Department of Orofacial Pain and Oral Medicine, Kyung Hee University Dental Hospital, #613 Hoegi-dong, Dongdaemun-gu, Seoul, 02447, South Korea.
Department of Computer Science, Hanyang University, Seoul, Korea.
Sci Rep. 2022 Jul 5;12(1):11352. doi: 10.1038/s41598-022-15231-5.
This study investigated the usefulness of deep learning-based automatic detection of anterior disc displacement (ADD) from magnetic resonance imaging (MRI) of patients with temporomandibular joint disorder (TMD). Sagittal MRI images of 2520 TMJs were collected from 861 men and 399 women (average age 37.33 ± 18.83 years). A deep learning algorithm with a convolutional neural network was developed.

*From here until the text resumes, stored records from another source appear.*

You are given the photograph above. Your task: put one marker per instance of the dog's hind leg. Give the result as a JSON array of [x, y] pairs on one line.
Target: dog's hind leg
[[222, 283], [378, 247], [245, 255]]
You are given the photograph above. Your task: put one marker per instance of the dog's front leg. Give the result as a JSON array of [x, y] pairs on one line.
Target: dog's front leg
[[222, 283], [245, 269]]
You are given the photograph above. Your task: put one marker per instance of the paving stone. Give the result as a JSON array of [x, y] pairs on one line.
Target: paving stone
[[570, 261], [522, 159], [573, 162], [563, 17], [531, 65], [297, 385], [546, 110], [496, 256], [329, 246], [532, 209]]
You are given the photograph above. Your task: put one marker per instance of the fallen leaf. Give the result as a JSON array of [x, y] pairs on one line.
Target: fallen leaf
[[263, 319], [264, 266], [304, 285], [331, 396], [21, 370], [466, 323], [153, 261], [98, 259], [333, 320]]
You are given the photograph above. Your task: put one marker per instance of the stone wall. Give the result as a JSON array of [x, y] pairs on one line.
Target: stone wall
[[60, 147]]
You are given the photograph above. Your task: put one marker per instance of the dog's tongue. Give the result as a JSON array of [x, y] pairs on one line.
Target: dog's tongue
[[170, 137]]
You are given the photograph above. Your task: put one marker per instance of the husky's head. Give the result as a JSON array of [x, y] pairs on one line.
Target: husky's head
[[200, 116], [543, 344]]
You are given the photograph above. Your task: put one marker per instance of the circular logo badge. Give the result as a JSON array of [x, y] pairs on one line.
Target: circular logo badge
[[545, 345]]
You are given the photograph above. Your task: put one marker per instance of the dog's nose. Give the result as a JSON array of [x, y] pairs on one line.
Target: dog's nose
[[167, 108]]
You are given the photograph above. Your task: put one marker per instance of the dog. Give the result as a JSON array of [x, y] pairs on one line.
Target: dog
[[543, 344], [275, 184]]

Data augmentation and the Adam optimizer were applied to reduce the risk of overfitting the deep-learning model. The prediction performances were compared between the models and human experts based on areas under the curve (AUCs). The fine-tuning model showed excellent prediction performance (AUC = 0.8775) and acceptable accuracy (approximately 77%). Comparing the AUC values of the from-scratch (0.8269) and freeze models (0.5858) showed lower performances of the other models compared to the fine-tuning model. In Grad-CAM visualizations, the fine-tuning scheme focused more on the TMJ disc when judging ADD, and the sparsity was higher than that of the from-scratch scheme (84.69% vs. 55.61%, p < 0.05). The three fine-tuned ensemble models using different data augmentation techniques showed a prediction accuracy of 83%. Moreover, the AUC values of ADD were higher when patients with TMD were divided by age (0.8549-0.9275) and sex (male: 0.8483, female: 0.9276). While the accuracy of the ensemble model was higher than that of human experts, the difference was not significant (p = 0.1987-0.0671). Learning from pre-trained weights allowed the fine-tuning model to outperform the from-scratch model. Another benefit of the fine-tuning model for diagnosing ADD of TMJ in Grad-CAM analysis was the deactivation of unwanted gradient values to provide clearer visualizations compared to the from-scratch model. The Grad-CAM visualizations also agreed with the model learned through important features in the joint disc area. The accuracy was further improved by an ensemble of three fine-tuning models using diversified data. The main benefits of this model were the higher specificity compared to human experts, which may be useful for preventing true negative cases, and the maintenance of its prediction accuracy across sexes and ages, suggesting a generalized prediction.
本研究旨在探讨基于深度学习的自动检测颞下颌关节紊乱症(TMD)患者前盘移位(ADD)的磁共振成像(MRI)的有效性。共采集了 861 名男性和 399 名女性(平均年龄 37.33±18.83 岁)2520 个 TMJ 的矢状面 MRI 图像。采用卷积神经网络的深度学习算法,应用数据扩充和 Adam 优化器以减少深度学习模型过度拟合的风险。基于曲线下面积(AUC),比较模型和人类专家的预测性能。微调模型表现出优异的预测性能(AUC=0.8775)和可接受的准确率(约 77%)。比较从头开始(0.8269)和冻结模型(0.5858)的 AUC 值表明,与微调模型相比,其他模型的性能较低。在 Grad-CAM 可视化中,微调方案在判断 ADD 时更关注 TMJ 盘,稀疏度高于从头开始方案(84.69%比 55.61%,p<0.05)。使用不同数据扩充技术的三个微调集成模型的预测准确率为 83%。此外,当根据年龄(0.8549-0.9275)和性别(男性:0.8483,女性:0.9276)将 TMD 患者分组时,ADD 的 AUC 值更高。虽然集成模型的准确率高于人类专家,但差异无统计学意义(p=0.1987-0.0671)。从预训练权重中学习使得微调模型优于从头开始模型。在 Grad-CAM 分析中,对 TMJ 的 ADD 进行诊断时,微调模型的另一个优势是停用不需要的梯度值,从而提供比从头开始模型更清晰的可视化效果。Grad-CAM 可视化结果与通过关节盘区域重要特征学习的模型一致。使用多样化数据的三个微调模型集成进一步提高了准确性。该模型的主要优势是与人类专家相比具有更高的特异性,这可能有助于防止真正的阴性病例,并保持其在性别和年龄方面的预测准确性,表明具有普遍的预测能力。